Question

A random sample of 150 mortgages in the state of Florida was randomly selected. From this sample, 17 were found to be delinquent on their current payment. The 98% confidence interval for the proportion based on this sample is ________.

Answer 1

The 98% confidence interval for the proportion based on this sample is (0.0531, 0.1735).

Explanation:

In a sample with a number n of people surveyed with a probability of a success of
`\pi`, and a confidence level of
`1-\alpha`, we have the following confidence interval of proportions.
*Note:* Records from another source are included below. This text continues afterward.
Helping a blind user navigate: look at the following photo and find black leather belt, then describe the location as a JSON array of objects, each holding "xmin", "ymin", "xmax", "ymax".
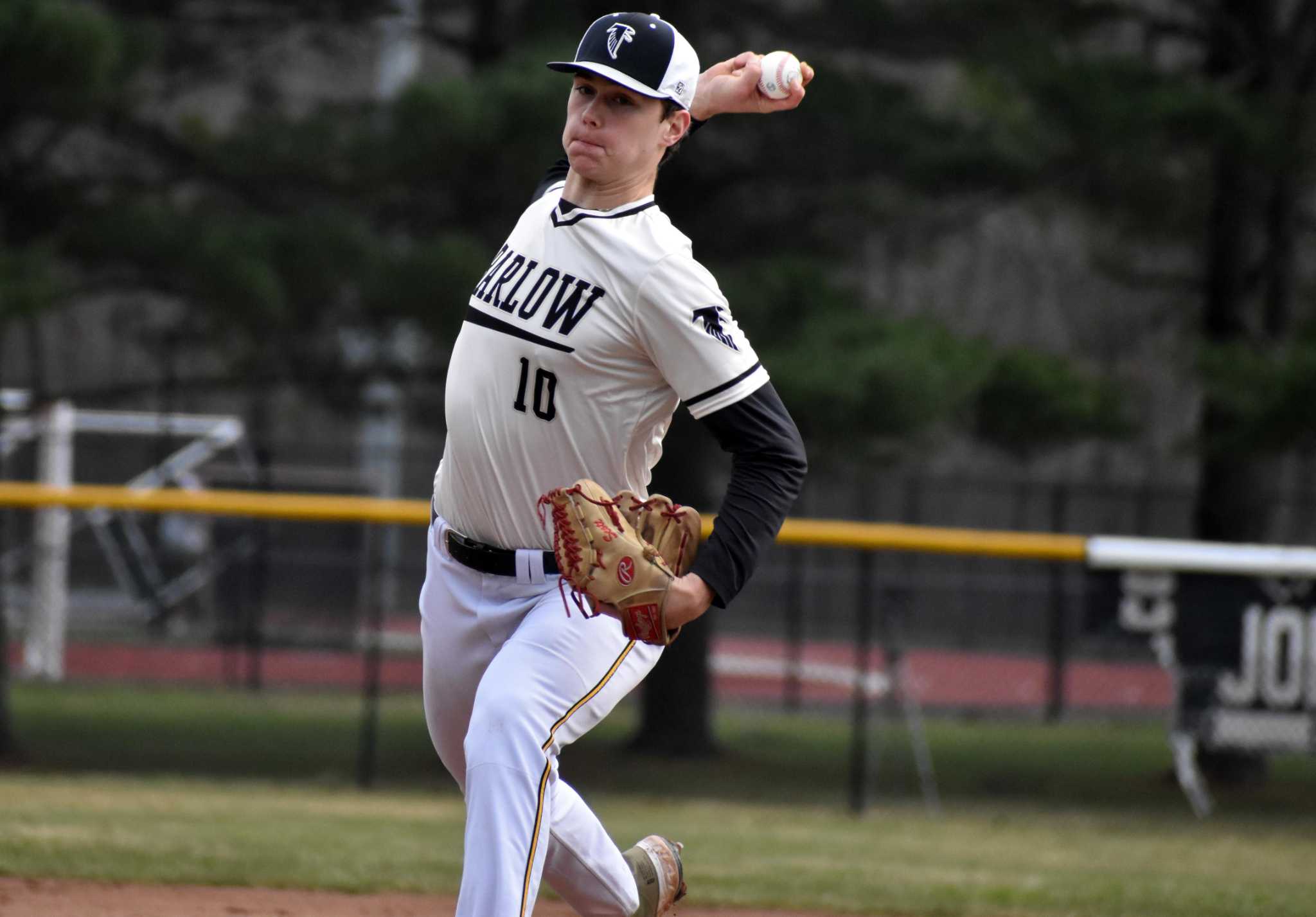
[{"xmin": 447, "ymin": 529, "xmax": 558, "ymax": 576}]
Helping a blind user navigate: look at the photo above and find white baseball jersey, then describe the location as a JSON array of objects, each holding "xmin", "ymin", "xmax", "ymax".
[{"xmin": 434, "ymin": 182, "xmax": 767, "ymax": 549}]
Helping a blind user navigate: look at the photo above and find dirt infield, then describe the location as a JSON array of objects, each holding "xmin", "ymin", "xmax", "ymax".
[{"xmin": 0, "ymin": 879, "xmax": 824, "ymax": 917}]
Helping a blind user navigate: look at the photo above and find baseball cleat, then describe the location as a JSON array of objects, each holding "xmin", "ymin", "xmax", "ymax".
[{"xmin": 621, "ymin": 834, "xmax": 686, "ymax": 917}]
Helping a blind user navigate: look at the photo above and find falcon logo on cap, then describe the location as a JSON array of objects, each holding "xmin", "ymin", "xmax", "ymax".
[
  {"xmin": 689, "ymin": 305, "xmax": 740, "ymax": 353},
  {"xmin": 608, "ymin": 22, "xmax": 636, "ymax": 60}
]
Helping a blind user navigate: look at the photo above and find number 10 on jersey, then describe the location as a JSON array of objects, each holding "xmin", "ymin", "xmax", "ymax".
[{"xmin": 512, "ymin": 357, "xmax": 558, "ymax": 420}]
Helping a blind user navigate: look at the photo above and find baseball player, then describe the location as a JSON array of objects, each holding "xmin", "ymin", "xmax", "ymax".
[{"xmin": 420, "ymin": 13, "xmax": 814, "ymax": 917}]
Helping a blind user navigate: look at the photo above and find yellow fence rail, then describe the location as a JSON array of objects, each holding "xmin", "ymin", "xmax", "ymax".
[{"xmin": 0, "ymin": 481, "xmax": 1087, "ymax": 562}]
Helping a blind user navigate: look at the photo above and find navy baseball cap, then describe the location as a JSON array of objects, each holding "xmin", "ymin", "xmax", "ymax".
[{"xmin": 549, "ymin": 13, "xmax": 698, "ymax": 109}]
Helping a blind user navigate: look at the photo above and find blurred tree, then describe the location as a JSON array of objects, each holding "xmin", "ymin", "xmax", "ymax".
[{"xmin": 884, "ymin": 0, "xmax": 1316, "ymax": 540}]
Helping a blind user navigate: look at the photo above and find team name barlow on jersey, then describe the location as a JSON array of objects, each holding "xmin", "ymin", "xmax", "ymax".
[{"xmin": 471, "ymin": 245, "xmax": 608, "ymax": 334}]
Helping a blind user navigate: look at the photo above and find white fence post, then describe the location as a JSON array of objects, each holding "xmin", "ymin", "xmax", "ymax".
[{"xmin": 22, "ymin": 401, "xmax": 74, "ymax": 682}]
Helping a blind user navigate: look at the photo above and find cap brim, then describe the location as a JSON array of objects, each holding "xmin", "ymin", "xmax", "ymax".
[{"xmin": 547, "ymin": 60, "xmax": 680, "ymax": 105}]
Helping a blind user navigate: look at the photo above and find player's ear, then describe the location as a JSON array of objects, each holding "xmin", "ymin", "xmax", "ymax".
[{"xmin": 662, "ymin": 108, "xmax": 689, "ymax": 146}]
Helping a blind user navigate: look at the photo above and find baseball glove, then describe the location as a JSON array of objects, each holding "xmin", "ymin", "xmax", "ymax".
[{"xmin": 540, "ymin": 479, "xmax": 698, "ymax": 646}]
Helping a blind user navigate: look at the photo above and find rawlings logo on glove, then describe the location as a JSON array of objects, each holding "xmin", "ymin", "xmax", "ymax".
[{"xmin": 538, "ymin": 479, "xmax": 700, "ymax": 646}]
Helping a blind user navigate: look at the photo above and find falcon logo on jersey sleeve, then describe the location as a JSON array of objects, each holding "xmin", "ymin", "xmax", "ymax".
[
  {"xmin": 691, "ymin": 305, "xmax": 740, "ymax": 353},
  {"xmin": 608, "ymin": 22, "xmax": 636, "ymax": 60}
]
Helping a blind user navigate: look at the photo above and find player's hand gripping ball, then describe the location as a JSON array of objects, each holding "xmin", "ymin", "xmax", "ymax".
[
  {"xmin": 538, "ymin": 479, "xmax": 698, "ymax": 646},
  {"xmin": 758, "ymin": 51, "xmax": 803, "ymax": 99}
]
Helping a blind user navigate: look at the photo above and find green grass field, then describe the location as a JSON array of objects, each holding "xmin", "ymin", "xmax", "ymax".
[{"xmin": 0, "ymin": 686, "xmax": 1316, "ymax": 917}]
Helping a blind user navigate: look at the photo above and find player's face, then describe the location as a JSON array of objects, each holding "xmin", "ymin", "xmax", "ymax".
[{"xmin": 562, "ymin": 74, "xmax": 680, "ymax": 184}]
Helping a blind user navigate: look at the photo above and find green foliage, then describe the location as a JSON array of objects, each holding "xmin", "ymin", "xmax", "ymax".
[
  {"xmin": 0, "ymin": 0, "xmax": 122, "ymax": 118},
  {"xmin": 0, "ymin": 246, "xmax": 66, "ymax": 324},
  {"xmin": 974, "ymin": 347, "xmax": 1133, "ymax": 458},
  {"xmin": 722, "ymin": 259, "xmax": 991, "ymax": 455},
  {"xmin": 1200, "ymin": 333, "xmax": 1316, "ymax": 455}
]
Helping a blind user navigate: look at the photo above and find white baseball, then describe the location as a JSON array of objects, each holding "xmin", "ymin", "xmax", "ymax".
[{"xmin": 758, "ymin": 51, "xmax": 801, "ymax": 99}]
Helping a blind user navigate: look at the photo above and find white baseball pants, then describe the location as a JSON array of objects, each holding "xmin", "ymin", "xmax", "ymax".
[{"xmin": 420, "ymin": 519, "xmax": 662, "ymax": 917}]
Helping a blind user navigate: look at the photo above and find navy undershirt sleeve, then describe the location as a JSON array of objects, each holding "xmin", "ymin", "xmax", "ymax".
[{"xmin": 689, "ymin": 383, "xmax": 808, "ymax": 608}]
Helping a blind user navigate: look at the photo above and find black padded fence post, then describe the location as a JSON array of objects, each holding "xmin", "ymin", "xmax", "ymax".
[
  {"xmin": 1046, "ymin": 483, "xmax": 1069, "ymax": 722},
  {"xmin": 850, "ymin": 539, "xmax": 875, "ymax": 814},
  {"xmin": 357, "ymin": 525, "xmax": 384, "ymax": 789}
]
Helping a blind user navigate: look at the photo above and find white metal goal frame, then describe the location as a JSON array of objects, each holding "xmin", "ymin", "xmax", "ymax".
[{"xmin": 0, "ymin": 389, "xmax": 256, "ymax": 682}]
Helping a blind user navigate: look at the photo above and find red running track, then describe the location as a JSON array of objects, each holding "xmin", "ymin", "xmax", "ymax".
[{"xmin": 9, "ymin": 637, "xmax": 1171, "ymax": 712}]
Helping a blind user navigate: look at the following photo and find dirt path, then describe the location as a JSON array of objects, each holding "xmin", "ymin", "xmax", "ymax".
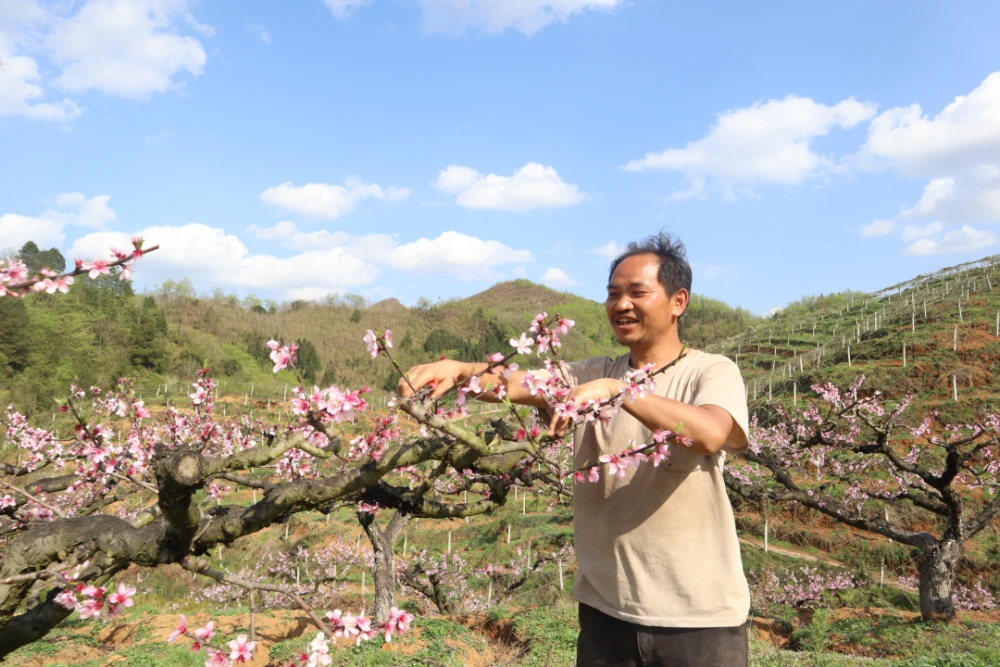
[{"xmin": 739, "ymin": 535, "xmax": 916, "ymax": 593}]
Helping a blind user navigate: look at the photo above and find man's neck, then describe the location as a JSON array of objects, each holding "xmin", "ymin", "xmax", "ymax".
[{"xmin": 629, "ymin": 332, "xmax": 684, "ymax": 368}]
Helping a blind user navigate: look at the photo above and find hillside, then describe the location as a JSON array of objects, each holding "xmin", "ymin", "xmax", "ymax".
[
  {"xmin": 710, "ymin": 256, "xmax": 1000, "ymax": 419},
  {"xmin": 0, "ymin": 276, "xmax": 754, "ymax": 410}
]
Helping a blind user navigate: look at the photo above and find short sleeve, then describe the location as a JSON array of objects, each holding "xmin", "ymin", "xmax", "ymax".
[{"xmin": 691, "ymin": 355, "xmax": 750, "ymax": 449}]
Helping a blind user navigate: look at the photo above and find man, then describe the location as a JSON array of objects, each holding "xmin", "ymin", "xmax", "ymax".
[{"xmin": 400, "ymin": 233, "xmax": 750, "ymax": 667}]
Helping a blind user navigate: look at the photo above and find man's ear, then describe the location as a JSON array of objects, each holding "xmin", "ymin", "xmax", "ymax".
[{"xmin": 670, "ymin": 287, "xmax": 691, "ymax": 318}]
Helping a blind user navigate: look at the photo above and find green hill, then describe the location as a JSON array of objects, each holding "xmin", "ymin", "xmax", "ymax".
[
  {"xmin": 710, "ymin": 256, "xmax": 1000, "ymax": 419},
  {"xmin": 0, "ymin": 276, "xmax": 754, "ymax": 411}
]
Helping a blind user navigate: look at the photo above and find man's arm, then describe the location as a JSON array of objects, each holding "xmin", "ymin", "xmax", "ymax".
[
  {"xmin": 397, "ymin": 359, "xmax": 548, "ymax": 408},
  {"xmin": 549, "ymin": 378, "xmax": 746, "ymax": 454}
]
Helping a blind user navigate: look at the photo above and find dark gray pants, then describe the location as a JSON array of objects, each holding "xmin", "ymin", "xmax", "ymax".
[{"xmin": 576, "ymin": 604, "xmax": 749, "ymax": 667}]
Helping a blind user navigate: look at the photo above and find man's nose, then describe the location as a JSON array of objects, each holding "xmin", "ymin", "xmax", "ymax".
[{"xmin": 613, "ymin": 295, "xmax": 632, "ymax": 313}]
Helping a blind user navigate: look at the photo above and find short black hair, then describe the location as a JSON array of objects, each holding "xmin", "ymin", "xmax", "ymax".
[{"xmin": 608, "ymin": 231, "xmax": 691, "ymax": 295}]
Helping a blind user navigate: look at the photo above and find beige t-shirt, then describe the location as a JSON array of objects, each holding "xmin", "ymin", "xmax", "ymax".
[{"xmin": 569, "ymin": 350, "xmax": 750, "ymax": 628}]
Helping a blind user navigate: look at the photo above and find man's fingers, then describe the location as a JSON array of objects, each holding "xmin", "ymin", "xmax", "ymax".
[{"xmin": 428, "ymin": 378, "xmax": 455, "ymax": 401}]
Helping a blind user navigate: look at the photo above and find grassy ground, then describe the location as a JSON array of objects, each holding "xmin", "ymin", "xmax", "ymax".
[{"xmin": 9, "ymin": 488, "xmax": 1000, "ymax": 667}]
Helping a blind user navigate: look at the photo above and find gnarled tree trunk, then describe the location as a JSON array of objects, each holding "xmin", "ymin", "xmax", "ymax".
[
  {"xmin": 358, "ymin": 510, "xmax": 409, "ymax": 625},
  {"xmin": 920, "ymin": 540, "xmax": 962, "ymax": 621}
]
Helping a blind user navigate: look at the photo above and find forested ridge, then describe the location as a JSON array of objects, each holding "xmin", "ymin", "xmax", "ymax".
[{"xmin": 0, "ymin": 243, "xmax": 759, "ymax": 412}]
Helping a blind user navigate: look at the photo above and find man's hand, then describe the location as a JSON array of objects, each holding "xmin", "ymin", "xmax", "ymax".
[
  {"xmin": 396, "ymin": 359, "xmax": 473, "ymax": 400},
  {"xmin": 549, "ymin": 378, "xmax": 624, "ymax": 438}
]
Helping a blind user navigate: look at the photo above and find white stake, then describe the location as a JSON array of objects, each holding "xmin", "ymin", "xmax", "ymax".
[{"xmin": 764, "ymin": 500, "xmax": 769, "ymax": 553}]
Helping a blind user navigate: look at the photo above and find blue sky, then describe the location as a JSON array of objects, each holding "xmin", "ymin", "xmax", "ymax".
[{"xmin": 0, "ymin": 0, "xmax": 1000, "ymax": 312}]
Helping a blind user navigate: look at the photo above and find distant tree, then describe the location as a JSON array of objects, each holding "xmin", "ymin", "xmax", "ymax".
[
  {"xmin": 723, "ymin": 376, "xmax": 1000, "ymax": 621},
  {"xmin": 129, "ymin": 296, "xmax": 167, "ymax": 372},
  {"xmin": 243, "ymin": 293, "xmax": 267, "ymax": 313},
  {"xmin": 17, "ymin": 241, "xmax": 66, "ymax": 273},
  {"xmin": 0, "ymin": 299, "xmax": 32, "ymax": 372},
  {"xmin": 295, "ymin": 338, "xmax": 323, "ymax": 382},
  {"xmin": 153, "ymin": 278, "xmax": 198, "ymax": 299},
  {"xmin": 340, "ymin": 292, "xmax": 368, "ymax": 309}
]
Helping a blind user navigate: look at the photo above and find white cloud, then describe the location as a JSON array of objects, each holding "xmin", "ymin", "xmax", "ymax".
[
  {"xmin": 861, "ymin": 72, "xmax": 1000, "ymax": 176},
  {"xmin": 323, "ymin": 0, "xmax": 371, "ymax": 21},
  {"xmin": 539, "ymin": 266, "xmax": 577, "ymax": 288},
  {"xmin": 70, "ymin": 222, "xmax": 532, "ymax": 299},
  {"xmin": 432, "ymin": 162, "xmax": 586, "ymax": 212},
  {"xmin": 386, "ymin": 231, "xmax": 532, "ymax": 278},
  {"xmin": 45, "ymin": 0, "xmax": 211, "ymax": 98},
  {"xmin": 260, "ymin": 176, "xmax": 410, "ymax": 220},
  {"xmin": 418, "ymin": 0, "xmax": 623, "ymax": 35},
  {"xmin": 900, "ymin": 177, "xmax": 955, "ymax": 218},
  {"xmin": 0, "ymin": 213, "xmax": 66, "ymax": 253},
  {"xmin": 70, "ymin": 223, "xmax": 379, "ymax": 293},
  {"xmin": 50, "ymin": 192, "xmax": 118, "ymax": 229},
  {"xmin": 622, "ymin": 95, "xmax": 875, "ymax": 200},
  {"xmin": 0, "ymin": 53, "xmax": 83, "ymax": 123},
  {"xmin": 247, "ymin": 220, "xmax": 351, "ymax": 250},
  {"xmin": 905, "ymin": 225, "xmax": 997, "ymax": 255},
  {"xmin": 0, "ymin": 192, "xmax": 118, "ymax": 251},
  {"xmin": 591, "ymin": 241, "xmax": 625, "ymax": 262},
  {"xmin": 861, "ymin": 220, "xmax": 896, "ymax": 239},
  {"xmin": 900, "ymin": 222, "xmax": 944, "ymax": 241}
]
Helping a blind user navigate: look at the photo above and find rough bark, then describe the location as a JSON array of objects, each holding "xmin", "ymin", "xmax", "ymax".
[
  {"xmin": 0, "ymin": 420, "xmax": 525, "ymax": 660},
  {"xmin": 920, "ymin": 540, "xmax": 962, "ymax": 621},
  {"xmin": 361, "ymin": 510, "xmax": 409, "ymax": 625}
]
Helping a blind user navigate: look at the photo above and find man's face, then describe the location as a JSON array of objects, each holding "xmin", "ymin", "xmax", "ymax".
[{"xmin": 604, "ymin": 254, "xmax": 686, "ymax": 347}]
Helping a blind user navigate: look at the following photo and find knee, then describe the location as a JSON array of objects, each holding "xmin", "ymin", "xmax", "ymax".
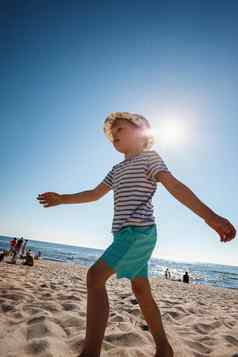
[{"xmin": 87, "ymin": 266, "xmax": 104, "ymax": 289}]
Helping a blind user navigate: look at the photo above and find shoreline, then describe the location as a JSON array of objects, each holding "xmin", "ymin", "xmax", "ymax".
[{"xmin": 0, "ymin": 260, "xmax": 238, "ymax": 357}]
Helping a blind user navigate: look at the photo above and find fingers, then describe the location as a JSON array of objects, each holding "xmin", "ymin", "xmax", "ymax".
[
  {"xmin": 219, "ymin": 221, "xmax": 236, "ymax": 243},
  {"xmin": 37, "ymin": 192, "xmax": 56, "ymax": 208}
]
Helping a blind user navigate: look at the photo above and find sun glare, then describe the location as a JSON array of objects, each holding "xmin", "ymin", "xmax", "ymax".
[{"xmin": 153, "ymin": 117, "xmax": 188, "ymax": 147}]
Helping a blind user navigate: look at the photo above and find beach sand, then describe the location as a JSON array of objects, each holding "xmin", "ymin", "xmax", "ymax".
[{"xmin": 0, "ymin": 261, "xmax": 238, "ymax": 357}]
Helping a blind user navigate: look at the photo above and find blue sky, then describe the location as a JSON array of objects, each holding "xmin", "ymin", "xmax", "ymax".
[{"xmin": 0, "ymin": 1, "xmax": 238, "ymax": 265}]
`\pi \pm z\sqrt{(\pi(1-\pi))/(n)}`

In which

z is the zscore that has a pvalue of
`1 - (\alpha)/(2)`.

For this problem, we have that:

`n = 150, \pi = (17)/(150) = 0.1133`

98% confidence level

So
`\alpha = 0.02`, z is the value of Z that has a pvalue of
`1 - (0.02)/(2) = 0.99`, so
`Z = 2.327`.

The lower limit of this interval is:

`\pi - z\sqrt{(\pi(1-\pi))/(n)} = 0.1133 - 2.327\sqrt{(0.1133*0.8867)/(150)} = 0.0531`

The upper limit of this interval is:

`\pi + z\sqrt{(\pi(1-\pi))/(n)} = 0.1133 + 2.327\sqrt{(0.1133*0.8867)/(150)} = 0.1735`

The 98% confidence interval for the proportion based on this sample is (0.0531, 0.1735).